M: My God. Yes. And what about an album from you? When are you going to release a solo album?

D: Well, it's, I need someone to, to record me. I mean, a lot of people have been asking me, they reckon I should do a country one?

M: I'm sure you got a lot of songs.

D: I have a lot of songs floating. And I think it's probably time soon.

M: Yeah. Well, there you go. I think I'd buy the whole collection, darling. Yeah. The whole collection of songs. If you do 2-3-4 elements will be fantastic. I'll be skipping over the moon, knowing I'm COVID free as well. What do you reckon? maybe you can write a song about COVID?

D: I think I think I probably will, at some stage. It's affected all of us. And we all live in a state of you know, fear and anxiety, but it's very soon, it's gonna come in, we have to, we have to move through it and live, live with COVID. It's not gonna go away.
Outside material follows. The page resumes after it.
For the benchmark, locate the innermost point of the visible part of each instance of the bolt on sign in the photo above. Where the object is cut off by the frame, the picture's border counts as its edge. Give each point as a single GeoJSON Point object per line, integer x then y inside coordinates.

M: Yeah, and Aboriginal families are very close. And they live in close together. So, it's more important for people to be vaccinated, so that you don't bring any sickness, or share it or spread it.

D: Especially  when you're going to, you know, funerals and we're doing things like business as usual at the moment, but if it comes, it can spread really quickly. You know, the Delta variant is very–

M: Contagious, contagious.

D: Delta variant is very contagious. And so, we need to make sure we, you know, practise our safe distancing and wash, Keep washing our hands. And just being aware that it's, it's could be just next door.

M: Thank you very much for coming in. And sharing is any final message you'd like to give to our listeners?

D: Please get vaccinated to protect yourself, the family and the community

M: Gee you’re still handsome. Thank you Mr. David Pigram, everybody.

D: Thank you.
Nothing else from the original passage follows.